It may be 7 o'clock in the evening here in the UK. Across the pond in LA, the time is an unearthly (in a rock musician's eyes) 11am and BADLAND's six-string supremo, Jake E. Lee, is sitting in the office of his record company press rep, whilst pumping himself full of caffeine in an effort to keep his sleep-starved brain functioning. At the time of our conversation, Badlands are busy rehearsing for a Stateside club tour to promote their new LP, Voodoo Highway, and slurping on his third cup of coffee, Jake informs me that the band were in rehearsal until 3am...
Let's get down to the serious business of talking about the new album. Voodoo Highway has been critically acclaimed here in the UK. How has it been received in the States?
"I've only seen three reviews and they've all liked the record, which really surprised us because, going with the raw sound and less production, we thought we would get slaughtered for not knowing how to produce ourselves. As it was," Jake continues, after checking for eavesdropping Atlantic officials, "we fought very hard to make this record the way we wanted."
Atlantic weren't very happy at all when they first got it.

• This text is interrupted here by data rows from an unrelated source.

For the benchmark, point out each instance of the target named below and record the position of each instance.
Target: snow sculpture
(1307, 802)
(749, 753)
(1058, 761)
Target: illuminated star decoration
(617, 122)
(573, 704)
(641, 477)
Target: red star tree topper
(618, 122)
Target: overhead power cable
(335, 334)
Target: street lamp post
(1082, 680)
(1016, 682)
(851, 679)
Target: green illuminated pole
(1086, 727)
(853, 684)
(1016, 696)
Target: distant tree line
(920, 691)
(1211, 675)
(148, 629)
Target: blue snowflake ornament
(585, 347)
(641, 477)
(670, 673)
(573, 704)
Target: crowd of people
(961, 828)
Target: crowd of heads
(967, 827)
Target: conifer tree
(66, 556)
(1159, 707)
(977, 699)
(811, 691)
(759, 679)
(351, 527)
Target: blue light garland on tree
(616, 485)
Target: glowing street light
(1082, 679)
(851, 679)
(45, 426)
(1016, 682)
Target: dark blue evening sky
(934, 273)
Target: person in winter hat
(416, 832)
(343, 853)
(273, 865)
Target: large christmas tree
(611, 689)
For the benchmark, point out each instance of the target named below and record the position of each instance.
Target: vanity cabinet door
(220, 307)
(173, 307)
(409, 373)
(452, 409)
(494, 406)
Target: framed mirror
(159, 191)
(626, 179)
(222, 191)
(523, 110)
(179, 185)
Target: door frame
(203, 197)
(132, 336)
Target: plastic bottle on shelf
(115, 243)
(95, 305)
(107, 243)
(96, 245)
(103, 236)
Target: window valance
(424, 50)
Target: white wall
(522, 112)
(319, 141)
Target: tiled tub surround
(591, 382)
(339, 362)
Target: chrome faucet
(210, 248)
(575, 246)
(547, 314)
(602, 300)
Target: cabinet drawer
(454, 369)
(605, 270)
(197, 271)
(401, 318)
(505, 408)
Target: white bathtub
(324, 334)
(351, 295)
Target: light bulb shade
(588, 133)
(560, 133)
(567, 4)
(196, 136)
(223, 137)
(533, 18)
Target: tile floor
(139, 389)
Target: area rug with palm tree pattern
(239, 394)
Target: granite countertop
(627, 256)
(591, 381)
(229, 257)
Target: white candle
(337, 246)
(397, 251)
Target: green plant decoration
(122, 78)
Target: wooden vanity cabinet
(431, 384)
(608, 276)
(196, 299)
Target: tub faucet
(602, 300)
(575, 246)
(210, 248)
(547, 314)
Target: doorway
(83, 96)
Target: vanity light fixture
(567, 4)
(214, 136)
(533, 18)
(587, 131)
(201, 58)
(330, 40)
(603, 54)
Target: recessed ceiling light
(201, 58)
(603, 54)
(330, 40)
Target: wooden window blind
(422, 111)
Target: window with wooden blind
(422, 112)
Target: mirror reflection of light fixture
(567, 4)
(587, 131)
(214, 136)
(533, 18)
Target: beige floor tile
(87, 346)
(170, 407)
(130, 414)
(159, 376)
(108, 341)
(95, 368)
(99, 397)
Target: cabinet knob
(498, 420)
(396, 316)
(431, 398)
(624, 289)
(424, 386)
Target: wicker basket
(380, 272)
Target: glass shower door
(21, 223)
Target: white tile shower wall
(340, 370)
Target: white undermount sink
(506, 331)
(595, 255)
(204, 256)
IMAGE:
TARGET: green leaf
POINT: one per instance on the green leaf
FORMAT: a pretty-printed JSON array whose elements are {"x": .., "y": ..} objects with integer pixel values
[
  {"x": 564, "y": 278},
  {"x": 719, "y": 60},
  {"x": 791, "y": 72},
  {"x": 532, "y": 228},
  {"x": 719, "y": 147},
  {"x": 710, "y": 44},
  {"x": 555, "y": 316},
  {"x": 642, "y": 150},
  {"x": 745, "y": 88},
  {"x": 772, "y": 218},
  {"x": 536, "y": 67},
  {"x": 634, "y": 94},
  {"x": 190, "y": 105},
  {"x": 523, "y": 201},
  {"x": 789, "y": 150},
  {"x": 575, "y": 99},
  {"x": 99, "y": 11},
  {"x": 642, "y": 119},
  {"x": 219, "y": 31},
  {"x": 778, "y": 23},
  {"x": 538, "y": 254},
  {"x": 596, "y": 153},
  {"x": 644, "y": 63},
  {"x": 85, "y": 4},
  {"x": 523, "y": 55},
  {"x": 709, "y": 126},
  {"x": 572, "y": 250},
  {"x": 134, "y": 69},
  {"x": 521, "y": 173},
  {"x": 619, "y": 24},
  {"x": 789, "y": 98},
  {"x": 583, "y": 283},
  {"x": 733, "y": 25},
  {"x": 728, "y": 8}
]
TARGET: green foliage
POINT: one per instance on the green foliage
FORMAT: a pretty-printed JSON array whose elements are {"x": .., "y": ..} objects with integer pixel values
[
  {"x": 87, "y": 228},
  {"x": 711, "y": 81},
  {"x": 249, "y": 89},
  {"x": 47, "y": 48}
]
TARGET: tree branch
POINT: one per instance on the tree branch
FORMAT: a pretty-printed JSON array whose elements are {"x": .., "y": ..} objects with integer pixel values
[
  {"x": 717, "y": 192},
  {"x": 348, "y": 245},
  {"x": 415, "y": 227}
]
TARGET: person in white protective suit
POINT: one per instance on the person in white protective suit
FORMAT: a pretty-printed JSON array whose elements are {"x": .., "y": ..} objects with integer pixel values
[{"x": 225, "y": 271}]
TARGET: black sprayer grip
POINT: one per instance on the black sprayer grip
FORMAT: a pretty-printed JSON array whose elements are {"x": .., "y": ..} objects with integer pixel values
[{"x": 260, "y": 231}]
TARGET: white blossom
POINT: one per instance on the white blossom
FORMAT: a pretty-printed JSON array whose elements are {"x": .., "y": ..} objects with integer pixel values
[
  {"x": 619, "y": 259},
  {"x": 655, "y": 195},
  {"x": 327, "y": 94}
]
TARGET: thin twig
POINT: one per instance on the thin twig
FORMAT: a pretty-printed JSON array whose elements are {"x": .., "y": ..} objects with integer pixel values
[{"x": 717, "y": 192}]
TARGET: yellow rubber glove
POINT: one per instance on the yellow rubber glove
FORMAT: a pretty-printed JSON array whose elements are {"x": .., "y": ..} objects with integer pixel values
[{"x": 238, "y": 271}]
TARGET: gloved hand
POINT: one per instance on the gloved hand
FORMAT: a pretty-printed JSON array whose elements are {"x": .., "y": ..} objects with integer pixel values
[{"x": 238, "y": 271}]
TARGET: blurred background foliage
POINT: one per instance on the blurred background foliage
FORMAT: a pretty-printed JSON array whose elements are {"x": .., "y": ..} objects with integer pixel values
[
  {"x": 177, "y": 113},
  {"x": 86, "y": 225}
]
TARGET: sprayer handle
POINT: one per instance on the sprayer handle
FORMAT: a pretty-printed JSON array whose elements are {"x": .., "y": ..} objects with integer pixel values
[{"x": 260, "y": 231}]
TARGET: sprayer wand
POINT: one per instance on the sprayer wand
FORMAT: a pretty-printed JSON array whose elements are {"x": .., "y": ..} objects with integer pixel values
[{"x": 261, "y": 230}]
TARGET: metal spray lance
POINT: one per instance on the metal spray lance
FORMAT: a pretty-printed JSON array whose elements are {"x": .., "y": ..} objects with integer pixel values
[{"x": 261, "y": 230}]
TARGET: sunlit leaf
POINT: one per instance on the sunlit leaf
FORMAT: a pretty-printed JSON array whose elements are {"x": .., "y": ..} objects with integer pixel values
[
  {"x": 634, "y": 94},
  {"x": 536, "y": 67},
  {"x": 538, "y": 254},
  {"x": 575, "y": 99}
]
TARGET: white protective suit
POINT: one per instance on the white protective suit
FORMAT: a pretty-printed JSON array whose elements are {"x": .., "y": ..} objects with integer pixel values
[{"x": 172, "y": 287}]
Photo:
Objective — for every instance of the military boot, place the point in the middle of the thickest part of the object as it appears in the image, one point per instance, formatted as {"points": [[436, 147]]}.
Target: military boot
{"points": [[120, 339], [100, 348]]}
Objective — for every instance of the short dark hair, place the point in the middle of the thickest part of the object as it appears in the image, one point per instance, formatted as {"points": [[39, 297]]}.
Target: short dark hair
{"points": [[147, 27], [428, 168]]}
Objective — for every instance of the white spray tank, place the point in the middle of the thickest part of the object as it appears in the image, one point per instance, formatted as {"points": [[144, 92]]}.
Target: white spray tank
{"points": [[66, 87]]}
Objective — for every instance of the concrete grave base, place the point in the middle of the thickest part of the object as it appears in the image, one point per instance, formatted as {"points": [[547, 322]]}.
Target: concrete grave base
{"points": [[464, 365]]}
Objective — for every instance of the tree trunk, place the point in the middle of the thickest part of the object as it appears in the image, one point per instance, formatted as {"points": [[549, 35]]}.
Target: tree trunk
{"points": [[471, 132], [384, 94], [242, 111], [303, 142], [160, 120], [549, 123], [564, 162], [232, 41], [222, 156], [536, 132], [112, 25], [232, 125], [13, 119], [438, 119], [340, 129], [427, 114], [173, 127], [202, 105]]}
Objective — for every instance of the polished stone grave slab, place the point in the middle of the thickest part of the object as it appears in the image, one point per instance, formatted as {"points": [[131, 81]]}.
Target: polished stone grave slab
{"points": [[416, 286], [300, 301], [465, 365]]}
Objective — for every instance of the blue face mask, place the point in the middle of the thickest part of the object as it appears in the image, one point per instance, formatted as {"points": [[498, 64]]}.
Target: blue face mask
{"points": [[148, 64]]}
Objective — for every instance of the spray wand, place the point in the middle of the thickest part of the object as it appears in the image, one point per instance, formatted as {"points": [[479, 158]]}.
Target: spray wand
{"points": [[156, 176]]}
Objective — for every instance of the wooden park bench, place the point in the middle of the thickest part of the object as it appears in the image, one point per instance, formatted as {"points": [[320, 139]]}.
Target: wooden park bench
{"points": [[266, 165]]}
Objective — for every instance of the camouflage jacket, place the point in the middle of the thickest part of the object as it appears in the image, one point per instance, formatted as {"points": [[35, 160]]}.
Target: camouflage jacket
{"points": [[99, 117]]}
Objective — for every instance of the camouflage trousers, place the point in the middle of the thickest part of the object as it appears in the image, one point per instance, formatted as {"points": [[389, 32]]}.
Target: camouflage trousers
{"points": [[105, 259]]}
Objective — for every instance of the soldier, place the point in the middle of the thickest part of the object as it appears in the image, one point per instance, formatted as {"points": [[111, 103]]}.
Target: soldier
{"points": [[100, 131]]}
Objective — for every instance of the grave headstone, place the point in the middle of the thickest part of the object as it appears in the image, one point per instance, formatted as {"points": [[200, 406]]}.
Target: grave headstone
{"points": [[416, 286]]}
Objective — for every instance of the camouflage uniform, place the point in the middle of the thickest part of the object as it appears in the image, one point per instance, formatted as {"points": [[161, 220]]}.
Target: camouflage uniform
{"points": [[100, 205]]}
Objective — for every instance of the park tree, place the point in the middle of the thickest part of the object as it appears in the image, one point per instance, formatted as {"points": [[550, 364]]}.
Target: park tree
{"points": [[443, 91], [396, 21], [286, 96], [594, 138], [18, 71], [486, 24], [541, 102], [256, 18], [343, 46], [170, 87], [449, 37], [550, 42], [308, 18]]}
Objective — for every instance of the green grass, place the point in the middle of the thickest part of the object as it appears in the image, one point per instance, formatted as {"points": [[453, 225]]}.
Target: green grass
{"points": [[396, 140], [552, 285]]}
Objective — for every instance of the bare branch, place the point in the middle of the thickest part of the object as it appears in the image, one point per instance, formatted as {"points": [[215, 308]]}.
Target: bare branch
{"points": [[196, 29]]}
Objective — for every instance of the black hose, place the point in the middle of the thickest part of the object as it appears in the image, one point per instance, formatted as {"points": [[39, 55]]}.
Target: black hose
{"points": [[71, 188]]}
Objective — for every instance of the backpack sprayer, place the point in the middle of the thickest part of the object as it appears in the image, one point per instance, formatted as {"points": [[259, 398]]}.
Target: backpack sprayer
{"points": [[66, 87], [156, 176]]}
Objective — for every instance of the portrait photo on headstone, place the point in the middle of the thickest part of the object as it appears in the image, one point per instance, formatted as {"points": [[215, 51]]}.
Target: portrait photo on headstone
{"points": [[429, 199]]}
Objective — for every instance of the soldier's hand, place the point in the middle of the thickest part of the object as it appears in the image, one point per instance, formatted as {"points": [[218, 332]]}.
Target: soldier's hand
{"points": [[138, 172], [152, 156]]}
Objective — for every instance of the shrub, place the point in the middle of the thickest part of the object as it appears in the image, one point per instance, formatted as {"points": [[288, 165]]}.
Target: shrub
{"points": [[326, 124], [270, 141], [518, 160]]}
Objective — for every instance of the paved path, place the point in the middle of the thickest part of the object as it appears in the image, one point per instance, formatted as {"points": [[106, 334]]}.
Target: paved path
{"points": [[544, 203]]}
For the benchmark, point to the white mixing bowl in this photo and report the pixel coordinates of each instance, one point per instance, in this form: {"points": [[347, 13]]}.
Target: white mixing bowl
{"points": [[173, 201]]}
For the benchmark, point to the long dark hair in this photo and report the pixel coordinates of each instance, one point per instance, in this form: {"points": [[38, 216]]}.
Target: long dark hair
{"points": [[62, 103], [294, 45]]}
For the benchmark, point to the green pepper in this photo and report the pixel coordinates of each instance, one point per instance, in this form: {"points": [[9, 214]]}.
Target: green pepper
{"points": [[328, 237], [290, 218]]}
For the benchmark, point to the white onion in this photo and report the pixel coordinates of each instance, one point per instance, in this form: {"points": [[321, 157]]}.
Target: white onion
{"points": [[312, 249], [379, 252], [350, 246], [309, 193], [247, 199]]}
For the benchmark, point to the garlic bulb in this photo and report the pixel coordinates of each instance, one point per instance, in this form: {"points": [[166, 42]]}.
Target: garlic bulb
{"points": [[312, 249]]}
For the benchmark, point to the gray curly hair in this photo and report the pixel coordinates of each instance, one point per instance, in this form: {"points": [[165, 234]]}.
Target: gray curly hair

"When we were finishing up after three months in the studio last year, they pulled us out and said: 'this isn't working, you don't have a hit single. We want you to work with DESMOND CHILD. We said, 'no way! We hate Desmond Child and everything he does.' Then they suggested Holly Knight and we said 'No!' again. So they started sending us tapes to listen to of all these commercial corporate hit single type songs. We said 'No' again and started writing more songs which Atlantic still rejected because they weren't potential hit singles. We were out of the studio for about four months and eventually the record company said they couldn't release our record as it was. They were ready to shove us to one side until they could work out what to do with us. But we're absolutely opposed to going along with what somebody else wants to do with our music, and now that we've stuck by our guns and convinced the record company to let us finish the album our way, they're happy with it."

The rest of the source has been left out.